Life has never been the same since then. Everything is different. The main thing that I feel has changed since my mom died is the lack of a home base. I’m still very close with my family, closer even than before, but there is something about your mom. Moms are like the lighthouse, bringing everyone safely home. Peace. Calm. Home.
Yesterday, Will and I were outside and hooked up with our neighbours. We all went to the park and the kids ran around with Asta (yup – dog sitting again!). On the walk home, we met up with more neighbours and chatted for a bit. Then I had to run in because I had a chicken in the oven (you can all stop laughing now). When we opened the door, the smell of roasted chicken hit me and I was overcome with this visceral feeling. I immediately started to cry.
It smelled like my mom’s home. Home base. Sunday dinners. Lugging my laundry into my parent’s house. Comfort food in the oven. Golf on the television. Family coming in one by one. Home. My home that doesn’t exist anymore except in the memories that a roasted chicken can bring.
After I pulled it together, I made the rest of the dinner, turned on some music and ate with my boy. We never had music at our house for Sunday dinners. I think my dad’s head would have exploded at the suggestion. We talked about our weekend, Asta (yes, I assured him that dog’s do have lungs?), and head grooved to some Josh Ritter. In our home. At our table.
And I realized that home bases have to move sometimes. And people who relied on home bases become someone else’s home base. And life moves forward. Differently. Not the way you expected. But pretty amazingly all the same.
Kath says
Ahh…Sara.
I’ve been feeling the lack of that exact same emotional grounding lately myself.
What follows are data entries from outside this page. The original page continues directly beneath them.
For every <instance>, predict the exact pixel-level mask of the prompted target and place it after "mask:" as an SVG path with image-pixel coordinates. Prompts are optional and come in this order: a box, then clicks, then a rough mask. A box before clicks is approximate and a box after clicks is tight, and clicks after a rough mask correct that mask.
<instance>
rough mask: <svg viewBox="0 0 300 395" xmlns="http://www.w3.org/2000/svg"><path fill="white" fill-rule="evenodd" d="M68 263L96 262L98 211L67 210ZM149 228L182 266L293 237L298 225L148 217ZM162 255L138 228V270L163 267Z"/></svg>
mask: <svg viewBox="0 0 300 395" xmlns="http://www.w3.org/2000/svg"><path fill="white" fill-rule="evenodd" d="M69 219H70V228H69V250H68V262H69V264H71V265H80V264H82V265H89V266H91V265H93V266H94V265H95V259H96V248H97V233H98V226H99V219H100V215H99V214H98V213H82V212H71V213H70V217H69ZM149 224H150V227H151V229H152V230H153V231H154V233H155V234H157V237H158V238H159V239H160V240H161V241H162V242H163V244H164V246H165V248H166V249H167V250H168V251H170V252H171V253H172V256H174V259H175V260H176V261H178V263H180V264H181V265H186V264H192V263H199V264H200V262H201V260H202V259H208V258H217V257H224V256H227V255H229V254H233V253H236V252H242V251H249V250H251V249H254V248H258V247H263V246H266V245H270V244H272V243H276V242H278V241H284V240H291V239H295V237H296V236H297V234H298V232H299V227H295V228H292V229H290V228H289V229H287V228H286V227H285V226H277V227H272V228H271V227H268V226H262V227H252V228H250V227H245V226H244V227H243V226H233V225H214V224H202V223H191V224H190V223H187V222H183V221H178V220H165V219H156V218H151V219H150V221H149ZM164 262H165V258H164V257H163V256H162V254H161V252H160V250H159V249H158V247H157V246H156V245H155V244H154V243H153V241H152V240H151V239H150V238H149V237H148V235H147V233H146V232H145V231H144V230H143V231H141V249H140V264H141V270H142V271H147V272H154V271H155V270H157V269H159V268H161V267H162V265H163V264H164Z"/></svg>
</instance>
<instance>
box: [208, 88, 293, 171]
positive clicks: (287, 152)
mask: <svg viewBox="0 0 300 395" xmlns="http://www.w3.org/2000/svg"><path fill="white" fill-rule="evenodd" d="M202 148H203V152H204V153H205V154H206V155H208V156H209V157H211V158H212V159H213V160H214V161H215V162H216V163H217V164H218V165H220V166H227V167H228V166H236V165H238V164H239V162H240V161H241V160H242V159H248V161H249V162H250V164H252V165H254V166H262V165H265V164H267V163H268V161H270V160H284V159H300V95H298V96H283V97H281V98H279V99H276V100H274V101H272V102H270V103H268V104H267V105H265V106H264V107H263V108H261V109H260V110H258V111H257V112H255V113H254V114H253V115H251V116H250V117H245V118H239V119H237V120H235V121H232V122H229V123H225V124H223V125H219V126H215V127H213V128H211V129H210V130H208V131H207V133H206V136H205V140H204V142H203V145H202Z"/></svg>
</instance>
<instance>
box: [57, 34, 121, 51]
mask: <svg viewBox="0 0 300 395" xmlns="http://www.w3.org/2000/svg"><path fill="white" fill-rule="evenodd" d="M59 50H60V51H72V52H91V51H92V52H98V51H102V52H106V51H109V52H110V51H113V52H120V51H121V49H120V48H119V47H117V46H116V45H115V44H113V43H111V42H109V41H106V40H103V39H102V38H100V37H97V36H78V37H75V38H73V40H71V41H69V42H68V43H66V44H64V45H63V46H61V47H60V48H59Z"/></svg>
I once read you never truly grow up until your mother dies.
I wish I never had to grow up.
Tracey says
It’s amazing how things shift in ways you hadn’t even noticed until they’re… shifted. You’ve got your own place to go to, to sink into. You’re AT homebase. You ARE the lighthouse. Lovely, you… xox
Shirley says
Sara,
You hit the nail on the head. Mum died in 97 and you are so right when you say something is missing, the anchor, the home base, the one who tells you what is happening with family friends, and what’s happening. Plus she was the one you could always fall back to.. It is such a loss and for me cooking does bring me fond memories and that comfort feeling.
Great article and thanks for sharing. Brought tears to my eyes.. Sending you a big hug!
Christine says
Oh wow. The smell of roast chicken. I can smell it now and yes – it elicits memories of when I was little. That distinct smell of Sundays growing up.
My dad would go through the carcass and eat the leftover good meat while he watched 60 Minutes and my sisters and I would fight over the wishbone.
It’s funny…as I read this I realized that my home is home base for our families.
My sister and her daughter stay with me when they come from out west.
Birthday celebrations for our (divorced) parents happen at my house.
Sunday dinners happen at our house.
Christmas dinner happens at our house.
When my brother in law died in September – we all congregated at my house…
I never realized it until I read this post.